Today was the last day of both my class and my internship for the summer! I have been taking a class online, IS562: Metadata in Theory & Practice, as well as working as a Data Science Intern at the Program on Governance and Local Development in Gothenburg, Sweden. First I’ll introduce the class, and then share a reflection on my internship experience.
IS562: Metadata in Theory & Practice
Rather than focusing on learning a specific metadata schema (some classes focus just on using those common in libraries, like MARC and MODS), this class focused on teaching the overarching concepts and technical traits that all metadata schemas share, in order to prepare students to work with any of the wide variety of metadata schemas and standards used in the real world (libraries, companies, academia, government, archives, etc). Along the way we got practice using a wide variety of specific metadata schemas (Dublin Core, CDWALite, PREMIS, and CIDOC-CRM just to name a few). While most metadata schemas are based in XML, we also learned about schemas that use RDF and how the semantic web and linked open data are becoming more prominent in the metadata world. PREMIS is a schema that currently uses XML but is in the process of transitioning to RDF, which makes it a very interesting schema to study.
Metadata plays an increasingly critical role in the creation, distribution, management and use of electronic materials. This course will combine theoretical examination of the design of metadata schema with their practical application in a variety of settings. Hands-on experience in the creation of descriptive, administrative, technical, provenance and structural metadata in XML- and RDF-based schema, along with their application in systems such as harvesting and digital repositories, will help students develop a thorough understanding of current practices in metadata and metadata schema creation.

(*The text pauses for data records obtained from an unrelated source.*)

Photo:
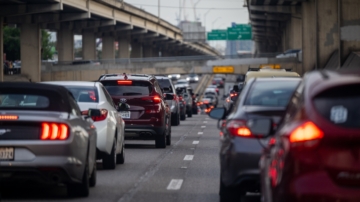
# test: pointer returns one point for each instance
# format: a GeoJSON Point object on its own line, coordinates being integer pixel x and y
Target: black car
{"type": "Point", "coordinates": [240, 154]}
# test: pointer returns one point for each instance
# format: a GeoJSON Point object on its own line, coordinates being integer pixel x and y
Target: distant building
{"type": "Point", "coordinates": [193, 31]}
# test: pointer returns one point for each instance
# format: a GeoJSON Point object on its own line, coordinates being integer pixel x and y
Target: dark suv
{"type": "Point", "coordinates": [141, 103]}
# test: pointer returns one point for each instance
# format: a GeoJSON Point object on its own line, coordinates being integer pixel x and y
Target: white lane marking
{"type": "Point", "coordinates": [175, 184]}
{"type": "Point", "coordinates": [188, 157]}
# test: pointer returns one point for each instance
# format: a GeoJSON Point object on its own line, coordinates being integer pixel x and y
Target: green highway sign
{"type": "Point", "coordinates": [217, 35]}
{"type": "Point", "coordinates": [238, 32]}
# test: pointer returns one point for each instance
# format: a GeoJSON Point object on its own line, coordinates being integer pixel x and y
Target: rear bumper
{"type": "Point", "coordinates": [143, 132]}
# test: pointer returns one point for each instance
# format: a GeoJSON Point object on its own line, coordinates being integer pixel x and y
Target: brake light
{"type": "Point", "coordinates": [238, 128]}
{"type": "Point", "coordinates": [54, 131]}
{"type": "Point", "coordinates": [102, 117]}
{"type": "Point", "coordinates": [124, 82]}
{"type": "Point", "coordinates": [9, 117]}
{"type": "Point", "coordinates": [306, 132]}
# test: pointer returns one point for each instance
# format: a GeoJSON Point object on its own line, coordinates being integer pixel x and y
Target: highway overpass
{"type": "Point", "coordinates": [111, 20]}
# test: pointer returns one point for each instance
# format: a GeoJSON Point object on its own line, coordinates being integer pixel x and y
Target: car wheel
{"type": "Point", "coordinates": [120, 158]}
{"type": "Point", "coordinates": [229, 193]}
{"type": "Point", "coordinates": [109, 160]}
{"type": "Point", "coordinates": [92, 181]}
{"type": "Point", "coordinates": [80, 189]}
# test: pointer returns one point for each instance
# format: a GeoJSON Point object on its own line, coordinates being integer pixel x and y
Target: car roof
{"type": "Point", "coordinates": [70, 83]}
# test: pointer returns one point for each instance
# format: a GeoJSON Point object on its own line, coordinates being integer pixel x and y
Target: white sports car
{"type": "Point", "coordinates": [110, 126]}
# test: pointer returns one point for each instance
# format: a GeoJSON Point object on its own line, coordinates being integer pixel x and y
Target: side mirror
{"type": "Point", "coordinates": [168, 96]}
{"type": "Point", "coordinates": [94, 112]}
{"type": "Point", "coordinates": [260, 127]}
{"type": "Point", "coordinates": [217, 113]}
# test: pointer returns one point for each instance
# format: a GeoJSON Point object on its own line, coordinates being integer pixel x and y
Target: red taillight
{"type": "Point", "coordinates": [306, 132]}
{"type": "Point", "coordinates": [54, 131]}
{"type": "Point", "coordinates": [156, 99]}
{"type": "Point", "coordinates": [9, 117]}
{"type": "Point", "coordinates": [124, 82]}
{"type": "Point", "coordinates": [102, 117]}
{"type": "Point", "coordinates": [238, 128]}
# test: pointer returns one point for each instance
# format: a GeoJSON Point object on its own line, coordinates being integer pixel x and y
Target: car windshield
{"type": "Point", "coordinates": [271, 93]}
{"type": "Point", "coordinates": [84, 93]}
{"type": "Point", "coordinates": [133, 89]}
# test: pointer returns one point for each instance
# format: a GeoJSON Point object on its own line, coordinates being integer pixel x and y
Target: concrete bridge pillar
{"type": "Point", "coordinates": [1, 49]}
{"type": "Point", "coordinates": [136, 50]}
{"type": "Point", "coordinates": [124, 47]}
{"type": "Point", "coordinates": [108, 50]}
{"type": "Point", "coordinates": [148, 51]}
{"type": "Point", "coordinates": [30, 51]}
{"type": "Point", "coordinates": [65, 44]}
{"type": "Point", "coordinates": [89, 45]}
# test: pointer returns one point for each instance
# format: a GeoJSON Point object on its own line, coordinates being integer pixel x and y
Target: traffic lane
{"type": "Point", "coordinates": [142, 161]}
{"type": "Point", "coordinates": [180, 171]}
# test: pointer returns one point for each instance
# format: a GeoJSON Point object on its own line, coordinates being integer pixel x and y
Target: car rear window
{"type": "Point", "coordinates": [165, 83]}
{"type": "Point", "coordinates": [271, 93]}
{"type": "Point", "coordinates": [133, 89]}
{"type": "Point", "coordinates": [84, 93]}
{"type": "Point", "coordinates": [340, 105]}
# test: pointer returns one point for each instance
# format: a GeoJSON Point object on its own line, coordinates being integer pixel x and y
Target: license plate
{"type": "Point", "coordinates": [125, 114]}
{"type": "Point", "coordinates": [6, 153]}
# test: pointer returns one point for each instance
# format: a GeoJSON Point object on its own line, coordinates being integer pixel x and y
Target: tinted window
{"type": "Point", "coordinates": [84, 93]}
{"type": "Point", "coordinates": [23, 101]}
{"type": "Point", "coordinates": [133, 89]}
{"type": "Point", "coordinates": [165, 83]}
{"type": "Point", "coordinates": [340, 105]}
{"type": "Point", "coordinates": [271, 93]}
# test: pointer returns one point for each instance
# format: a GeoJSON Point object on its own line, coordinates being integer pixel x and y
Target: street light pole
{"type": "Point", "coordinates": [205, 17]}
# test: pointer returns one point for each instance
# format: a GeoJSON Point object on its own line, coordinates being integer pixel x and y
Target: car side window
{"type": "Point", "coordinates": [75, 110]}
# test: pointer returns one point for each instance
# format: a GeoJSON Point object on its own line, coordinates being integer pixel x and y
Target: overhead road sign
{"type": "Point", "coordinates": [223, 69]}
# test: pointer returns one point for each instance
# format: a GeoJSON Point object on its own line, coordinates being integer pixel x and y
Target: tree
{"type": "Point", "coordinates": [12, 44]}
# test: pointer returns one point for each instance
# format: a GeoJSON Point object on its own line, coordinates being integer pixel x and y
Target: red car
{"type": "Point", "coordinates": [315, 153]}
{"type": "Point", "coordinates": [141, 103]}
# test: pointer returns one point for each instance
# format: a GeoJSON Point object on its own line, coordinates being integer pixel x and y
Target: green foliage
{"type": "Point", "coordinates": [12, 44]}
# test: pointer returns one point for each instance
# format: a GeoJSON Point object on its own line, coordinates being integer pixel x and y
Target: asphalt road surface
{"type": "Point", "coordinates": [188, 170]}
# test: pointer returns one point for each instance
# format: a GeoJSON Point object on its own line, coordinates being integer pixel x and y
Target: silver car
{"type": "Point", "coordinates": [45, 139]}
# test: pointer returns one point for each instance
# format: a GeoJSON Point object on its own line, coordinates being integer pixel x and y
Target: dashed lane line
{"type": "Point", "coordinates": [175, 184]}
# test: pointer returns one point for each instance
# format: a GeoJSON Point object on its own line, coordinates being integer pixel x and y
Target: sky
{"type": "Point", "coordinates": [220, 13]}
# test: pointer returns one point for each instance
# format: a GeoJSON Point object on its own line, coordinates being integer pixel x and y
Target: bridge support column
{"type": "Point", "coordinates": [30, 51]}
{"type": "Point", "coordinates": [124, 47]}
{"type": "Point", "coordinates": [1, 49]}
{"type": "Point", "coordinates": [65, 44]}
{"type": "Point", "coordinates": [108, 51]}
{"type": "Point", "coordinates": [89, 45]}
{"type": "Point", "coordinates": [148, 51]}
{"type": "Point", "coordinates": [136, 50]}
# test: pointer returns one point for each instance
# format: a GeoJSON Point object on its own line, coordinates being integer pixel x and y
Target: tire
{"type": "Point", "coordinates": [109, 160]}
{"type": "Point", "coordinates": [120, 158]}
{"type": "Point", "coordinates": [92, 181]}
{"type": "Point", "coordinates": [160, 141]}
{"type": "Point", "coordinates": [80, 189]}
{"type": "Point", "coordinates": [230, 194]}
{"type": "Point", "coordinates": [183, 117]}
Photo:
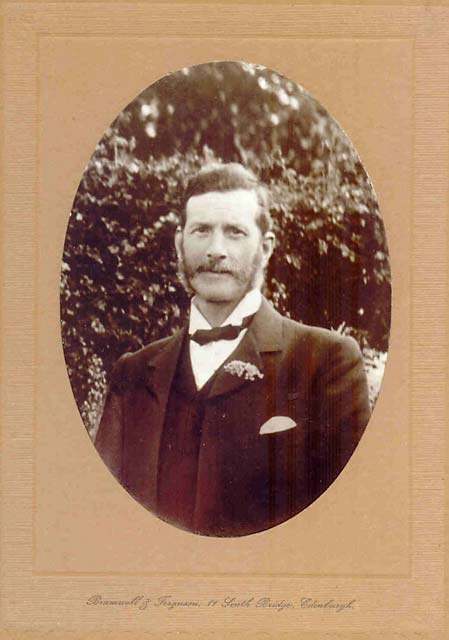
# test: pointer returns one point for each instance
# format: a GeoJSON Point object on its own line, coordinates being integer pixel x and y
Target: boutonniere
{"type": "Point", "coordinates": [245, 370]}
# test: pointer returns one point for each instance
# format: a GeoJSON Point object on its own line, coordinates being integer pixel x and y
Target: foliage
{"type": "Point", "coordinates": [119, 290]}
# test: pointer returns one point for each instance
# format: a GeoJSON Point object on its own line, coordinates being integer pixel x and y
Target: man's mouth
{"type": "Point", "coordinates": [215, 271]}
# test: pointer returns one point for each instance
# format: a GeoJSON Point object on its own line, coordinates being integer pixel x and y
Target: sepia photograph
{"type": "Point", "coordinates": [225, 299]}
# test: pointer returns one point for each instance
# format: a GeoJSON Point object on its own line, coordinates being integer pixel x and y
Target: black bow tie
{"type": "Point", "coordinates": [228, 332]}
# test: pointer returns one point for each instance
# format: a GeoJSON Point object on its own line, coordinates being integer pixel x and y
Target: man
{"type": "Point", "coordinates": [243, 418]}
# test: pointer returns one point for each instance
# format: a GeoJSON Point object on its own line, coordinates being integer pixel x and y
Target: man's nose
{"type": "Point", "coordinates": [217, 246]}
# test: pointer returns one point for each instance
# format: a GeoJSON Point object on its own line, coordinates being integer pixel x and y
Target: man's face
{"type": "Point", "coordinates": [221, 248]}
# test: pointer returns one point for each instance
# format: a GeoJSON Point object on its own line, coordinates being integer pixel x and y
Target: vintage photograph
{"type": "Point", "coordinates": [225, 299]}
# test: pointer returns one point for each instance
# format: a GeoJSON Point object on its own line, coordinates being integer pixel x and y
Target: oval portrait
{"type": "Point", "coordinates": [225, 299]}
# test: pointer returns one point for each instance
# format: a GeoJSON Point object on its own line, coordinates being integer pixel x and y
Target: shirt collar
{"type": "Point", "coordinates": [247, 306]}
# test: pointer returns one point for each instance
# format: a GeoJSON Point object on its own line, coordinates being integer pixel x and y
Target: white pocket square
{"type": "Point", "coordinates": [277, 423]}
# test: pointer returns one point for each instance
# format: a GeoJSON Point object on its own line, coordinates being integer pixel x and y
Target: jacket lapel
{"type": "Point", "coordinates": [158, 374]}
{"type": "Point", "coordinates": [263, 335]}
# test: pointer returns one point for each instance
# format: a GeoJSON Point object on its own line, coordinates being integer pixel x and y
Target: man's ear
{"type": "Point", "coordinates": [178, 242]}
{"type": "Point", "coordinates": [267, 246]}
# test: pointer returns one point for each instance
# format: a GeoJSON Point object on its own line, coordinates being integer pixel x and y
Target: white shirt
{"type": "Point", "coordinates": [207, 358]}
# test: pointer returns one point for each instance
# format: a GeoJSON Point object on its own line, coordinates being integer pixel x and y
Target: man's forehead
{"type": "Point", "coordinates": [233, 203]}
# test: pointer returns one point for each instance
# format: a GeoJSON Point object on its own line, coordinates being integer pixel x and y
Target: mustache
{"type": "Point", "coordinates": [215, 267]}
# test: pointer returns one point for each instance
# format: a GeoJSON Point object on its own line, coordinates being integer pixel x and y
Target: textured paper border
{"type": "Point", "coordinates": [416, 601]}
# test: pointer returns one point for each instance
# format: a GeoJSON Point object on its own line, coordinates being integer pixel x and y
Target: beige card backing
{"type": "Point", "coordinates": [375, 539]}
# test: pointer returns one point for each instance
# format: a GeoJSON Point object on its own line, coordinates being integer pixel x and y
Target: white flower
{"type": "Point", "coordinates": [241, 369]}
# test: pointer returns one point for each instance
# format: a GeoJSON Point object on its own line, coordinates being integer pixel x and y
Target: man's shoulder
{"type": "Point", "coordinates": [131, 367]}
{"type": "Point", "coordinates": [317, 339]}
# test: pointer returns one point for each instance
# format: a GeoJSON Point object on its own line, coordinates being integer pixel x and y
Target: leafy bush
{"type": "Point", "coordinates": [119, 289]}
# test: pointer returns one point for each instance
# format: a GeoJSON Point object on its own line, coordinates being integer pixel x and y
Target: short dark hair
{"type": "Point", "coordinates": [229, 177]}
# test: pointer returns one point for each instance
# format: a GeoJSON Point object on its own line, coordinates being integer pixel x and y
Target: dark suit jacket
{"type": "Point", "coordinates": [247, 482]}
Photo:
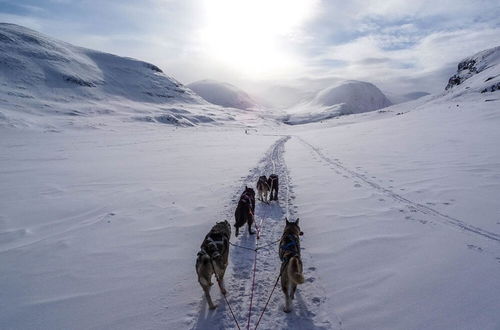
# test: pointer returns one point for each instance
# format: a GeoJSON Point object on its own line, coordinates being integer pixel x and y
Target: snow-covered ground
{"type": "Point", "coordinates": [101, 216]}
{"type": "Point", "coordinates": [223, 94]}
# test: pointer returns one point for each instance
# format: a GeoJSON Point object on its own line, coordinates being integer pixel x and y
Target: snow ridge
{"type": "Point", "coordinates": [43, 79]}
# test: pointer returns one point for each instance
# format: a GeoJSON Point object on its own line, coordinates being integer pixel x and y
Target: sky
{"type": "Point", "coordinates": [401, 46]}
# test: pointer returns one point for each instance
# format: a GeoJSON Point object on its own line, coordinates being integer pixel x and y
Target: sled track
{"type": "Point", "coordinates": [309, 304]}
{"type": "Point", "coordinates": [447, 219]}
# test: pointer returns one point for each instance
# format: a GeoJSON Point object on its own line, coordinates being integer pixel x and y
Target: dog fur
{"type": "Point", "coordinates": [245, 211]}
{"type": "Point", "coordinates": [291, 263]}
{"type": "Point", "coordinates": [213, 259]}
{"type": "Point", "coordinates": [263, 188]}
{"type": "Point", "coordinates": [273, 183]}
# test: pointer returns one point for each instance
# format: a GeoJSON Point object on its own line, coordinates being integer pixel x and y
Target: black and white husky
{"type": "Point", "coordinates": [291, 263]}
{"type": "Point", "coordinates": [262, 188]}
{"type": "Point", "coordinates": [212, 259]}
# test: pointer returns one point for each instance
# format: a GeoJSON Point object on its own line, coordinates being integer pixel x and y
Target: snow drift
{"type": "Point", "coordinates": [223, 94]}
{"type": "Point", "coordinates": [343, 98]}
{"type": "Point", "coordinates": [41, 76]}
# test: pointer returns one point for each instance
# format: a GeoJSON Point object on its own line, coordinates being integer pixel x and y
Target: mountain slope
{"type": "Point", "coordinates": [479, 72]}
{"type": "Point", "coordinates": [346, 97]}
{"type": "Point", "coordinates": [222, 94]}
{"type": "Point", "coordinates": [41, 76]}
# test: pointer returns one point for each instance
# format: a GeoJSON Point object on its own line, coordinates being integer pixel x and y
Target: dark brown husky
{"type": "Point", "coordinates": [245, 211]}
{"type": "Point", "coordinates": [212, 258]}
{"type": "Point", "coordinates": [291, 264]}
{"type": "Point", "coordinates": [273, 184]}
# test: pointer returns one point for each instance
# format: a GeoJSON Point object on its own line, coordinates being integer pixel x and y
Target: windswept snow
{"type": "Point", "coordinates": [346, 97]}
{"type": "Point", "coordinates": [99, 228]}
{"type": "Point", "coordinates": [480, 72]}
{"type": "Point", "coordinates": [52, 84]}
{"type": "Point", "coordinates": [223, 94]}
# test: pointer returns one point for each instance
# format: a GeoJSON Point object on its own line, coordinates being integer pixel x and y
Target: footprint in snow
{"type": "Point", "coordinates": [475, 247]}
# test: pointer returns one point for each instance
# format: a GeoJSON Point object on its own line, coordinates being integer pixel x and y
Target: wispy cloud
{"type": "Point", "coordinates": [401, 45]}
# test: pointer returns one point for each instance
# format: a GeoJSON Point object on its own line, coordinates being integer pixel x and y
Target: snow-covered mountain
{"type": "Point", "coordinates": [43, 79]}
{"type": "Point", "coordinates": [223, 94]}
{"type": "Point", "coordinates": [398, 98]}
{"type": "Point", "coordinates": [99, 229]}
{"type": "Point", "coordinates": [477, 73]}
{"type": "Point", "coordinates": [345, 97]}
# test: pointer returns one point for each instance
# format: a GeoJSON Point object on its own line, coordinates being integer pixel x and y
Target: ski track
{"type": "Point", "coordinates": [413, 206]}
{"type": "Point", "coordinates": [309, 305]}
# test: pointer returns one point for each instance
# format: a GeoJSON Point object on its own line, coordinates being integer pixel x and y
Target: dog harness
{"type": "Point", "coordinates": [289, 247]}
{"type": "Point", "coordinates": [214, 245]}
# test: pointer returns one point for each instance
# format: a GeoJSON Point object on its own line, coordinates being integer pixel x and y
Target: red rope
{"type": "Point", "coordinates": [253, 289]}
{"type": "Point", "coordinates": [267, 302]}
{"type": "Point", "coordinates": [227, 302]}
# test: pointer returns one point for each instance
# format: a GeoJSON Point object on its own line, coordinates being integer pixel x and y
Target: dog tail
{"type": "Point", "coordinates": [203, 259]}
{"type": "Point", "coordinates": [296, 270]}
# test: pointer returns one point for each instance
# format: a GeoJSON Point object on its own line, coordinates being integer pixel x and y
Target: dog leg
{"type": "Point", "coordinates": [294, 288]}
{"type": "Point", "coordinates": [209, 298]}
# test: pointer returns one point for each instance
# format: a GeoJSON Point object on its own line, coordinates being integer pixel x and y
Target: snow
{"type": "Point", "coordinates": [50, 84]}
{"type": "Point", "coordinates": [101, 214]}
{"type": "Point", "coordinates": [346, 97]}
{"type": "Point", "coordinates": [223, 94]}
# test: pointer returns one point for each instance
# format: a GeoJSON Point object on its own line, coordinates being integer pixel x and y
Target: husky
{"type": "Point", "coordinates": [273, 184]}
{"type": "Point", "coordinates": [212, 259]}
{"type": "Point", "coordinates": [263, 188]}
{"type": "Point", "coordinates": [291, 264]}
{"type": "Point", "coordinates": [245, 211]}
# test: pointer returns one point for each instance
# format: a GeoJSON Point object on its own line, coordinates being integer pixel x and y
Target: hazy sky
{"type": "Point", "coordinates": [399, 44]}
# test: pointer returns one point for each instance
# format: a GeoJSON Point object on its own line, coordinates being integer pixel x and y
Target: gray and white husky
{"type": "Point", "coordinates": [291, 264]}
{"type": "Point", "coordinates": [213, 258]}
{"type": "Point", "coordinates": [263, 189]}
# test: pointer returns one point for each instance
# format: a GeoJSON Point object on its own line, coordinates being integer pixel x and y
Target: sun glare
{"type": "Point", "coordinates": [252, 36]}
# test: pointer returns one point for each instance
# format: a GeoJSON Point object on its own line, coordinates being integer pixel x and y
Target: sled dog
{"type": "Point", "coordinates": [273, 184]}
{"type": "Point", "coordinates": [262, 188]}
{"type": "Point", "coordinates": [212, 258]}
{"type": "Point", "coordinates": [245, 211]}
{"type": "Point", "coordinates": [291, 264]}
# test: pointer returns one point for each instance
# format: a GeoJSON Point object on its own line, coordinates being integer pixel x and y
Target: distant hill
{"type": "Point", "coordinates": [44, 77]}
{"type": "Point", "coordinates": [223, 94]}
{"type": "Point", "coordinates": [343, 98]}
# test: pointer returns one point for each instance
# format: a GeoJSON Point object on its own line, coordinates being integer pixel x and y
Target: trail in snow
{"type": "Point", "coordinates": [309, 308]}
{"type": "Point", "coordinates": [413, 206]}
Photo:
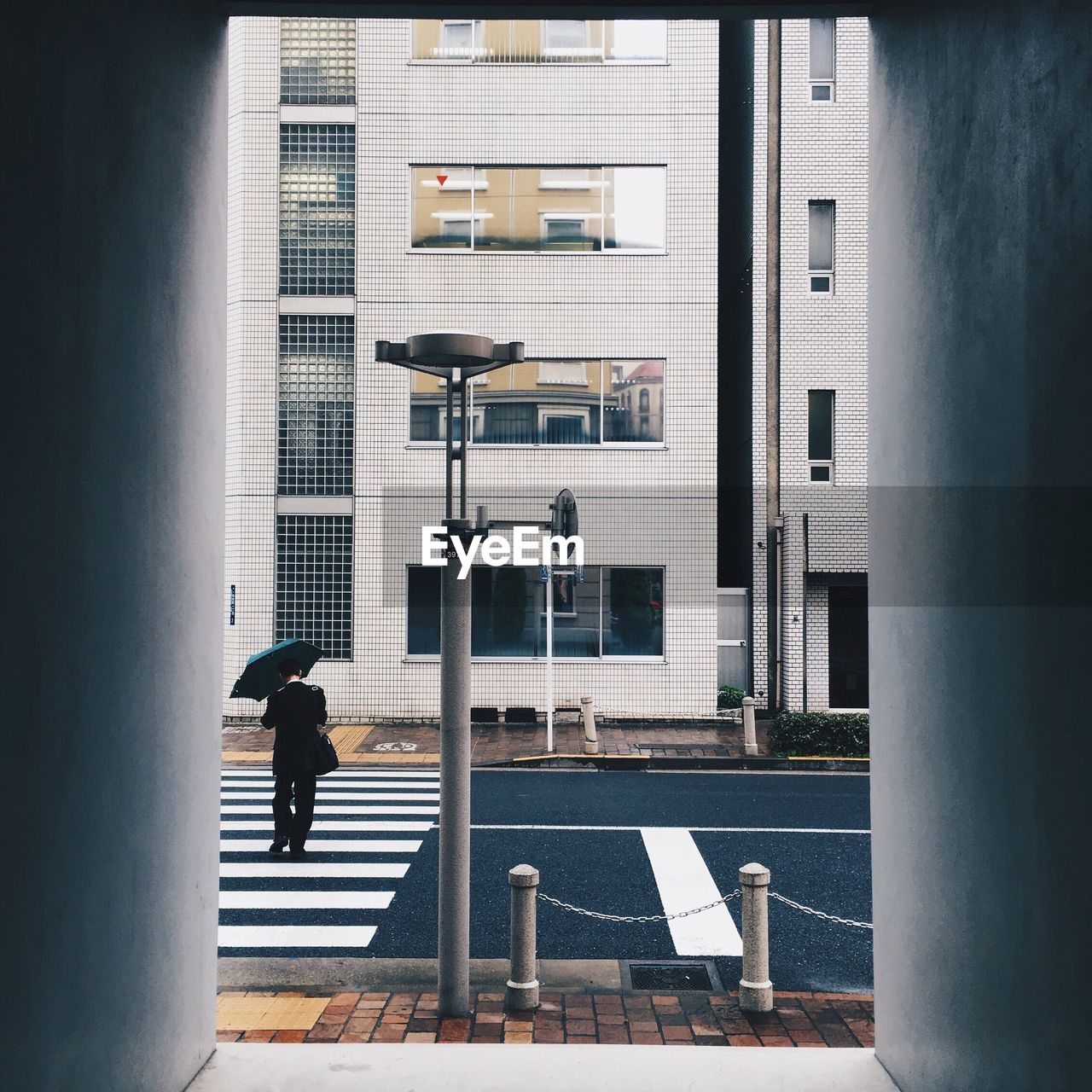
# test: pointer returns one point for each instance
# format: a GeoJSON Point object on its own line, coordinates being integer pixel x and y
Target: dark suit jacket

Combines theoretical examination of the design of metadata schema with their practical application in a variety of settings. Hands-on experience in the creation of descriptive, administrative, and structural metadata, along with their application in systems such as OAI harvesting, OpenURL resolution systems, metasearch systems and digital repositories, will help students develop a thorough understanding of current metadata standards as well as such issues as crosswalking, metadata schema, metadata’s use in information retrieval and data management applications, and the role of standards bodies in metadata schema development.
- Descriptive Metadata - Dublin Core, CDWALite
- Administrative Metadata - PBCore
- Technical Metadata, Provenance & Preservation - PREMIS, MIX,
- Structural Metadata - METS
- XML, Oxygen (XML Editor), Designing schemas with XSDs
- RDF, the Semantic Web, Serialization, and Linked Open Data - CIDOC-CRM
- Crosswalking, Quality Control, XSLTs
- OAI-PMH, SPARQL
- Workflows and Application Profiles
I have spent the past 10 weeks working as a Data Science Intern at the Program on Governance and Local Development (GLD). The internship was kicked off in the best way possible - attending GLD’s annual conference to learn about accountability in local governance and enjoying the wonderful hospitality only a Swedish seaside spa hotel can offer. The conference was a great way to learn about the ongoing academic work in local governance and development, and I was able to meet many interesting professionals from both academia and development agencies. But after the conference, it was time to get to work. This summer GLD has been conducting a survey in Kenya, Zambia, and (later) Malawi to gather data for their Local Governance Performance Index. GLD had just hired a new Data Scientist, and it was my job to help her with monitoring the data incoming daily from the survey. In addition to learning new tools like Survey To Go and dipping my toes into R, I was able to use the Python skills I’ve spent the last year developing almost every day. My skillset of information processing and organization was a perfect complement to the Data Scientist’s skillset in statistical analysis (she had just completed her PhD in Statistics), and we worked really well together. Data science typically has two sides - preparing the data, and analyzing the data. I happen to enjoy (and have more experience in) preparing the data, while her expertise was in analysis. Along the way, I got a few ad-hoc lessons in various statistical concepts (she loves to teach statistics, and I was a very willing audience), and I did my best to make her job easier and allow her to spend more time on analyzing the data.
The vast majority of my python work was in processing XML documents using XPath (extracting needed information and sometimes putting it into tabular form), reorganizing tabular data using Pandas (with my design choices informed by relational databases), and writing extracted data into whatever format was needed for analysis (such as WKT files for use in QGIS). Every week - sometimes every day - there was some new information puzzle to solve… and it was fun. This was messy, real-world data that would eventually be used to try and improve people’s lives. While using my newly developed technical skills was a major priority for me, it was just as important that my work, my time and effort, would go toward improving the world.
This internship was also a perfect transition between my first year at the iSchool - which was focused on information organization and processing - and my second year at the iSchool - which will be more focused on data analysis. I got to use my python skills prepare data for analysis, while getting an introduction to analysis through the osmosis of office conversations. I’ve even started working my way through Hadley Wickham’s R For Data Science, in anticipation of learning R in one my classes next semester. I have learned so much over the past year… I can only hope that I will learn just as much over the next!